Sterling was set for its worst week in four after below-forecast output and trade data capped a run of downbeat readings of Britain's economy,
The weak data added to questions over the Bank of England's shifting interest rate stance.
Data showing an unexpected contraction in British industrial output in May put sterling on the defensive from the start of European trade,
The pound then extended its losses against the dollar after a strong US labour market report.
The pound was down over 0.5% at $1.2879 this evening, having fallen as low as $1.2867.
It was 0.4% lower at 88.41 pence per euro.
ONS figures also flagged shrinkage in the UK manufacturing and construction sectors, and echoed surveys of purchasing managers earlier in the week that were tepid across the board.
Added to a widening trade deficit, the readings raised doubts about whether the Bank of England will follow through on recent hawkish rhetoric and soon raise interest rates that have stayed at record lows for 10 years.
Strategists have been split over how soon the Bank of England is likely to raise rates since Governor Mark Carney and chief economist Andy Haldane signalled a turn in the bank's thinking last week.
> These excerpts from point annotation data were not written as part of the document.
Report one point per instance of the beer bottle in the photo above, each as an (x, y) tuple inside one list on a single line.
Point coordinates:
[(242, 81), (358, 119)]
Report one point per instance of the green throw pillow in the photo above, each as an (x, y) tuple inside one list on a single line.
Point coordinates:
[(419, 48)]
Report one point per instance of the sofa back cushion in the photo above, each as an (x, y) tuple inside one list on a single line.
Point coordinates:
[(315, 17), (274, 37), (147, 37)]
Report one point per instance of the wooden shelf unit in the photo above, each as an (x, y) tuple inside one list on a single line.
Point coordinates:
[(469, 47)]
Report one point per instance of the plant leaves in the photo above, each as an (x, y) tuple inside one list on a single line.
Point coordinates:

Those sceptical of an imminent rate rise cite reasons ranging from risks to an economy facing two years of Brexit negotiations, to the arrival of Silvana Tenreyro as a seemingly dovish member of the Bank's rate-setting committee.
Investors will look to next week's hearing on the Bank of England's latest inflation report for further clues on its willingness to look through a rise in prices that has shot past its 2% target.
Sterling also pulled back from a six-week high against the yen hit earlier in the day after the Bank of Japan expanded its purchases of government bonds, easing monetary policy.
Foreign exchange strategists are more optimistic about the pound versus the dollar than they were at the start of 2017, with a majority becoming either less bearish or more bullish, according to a Reuters poll.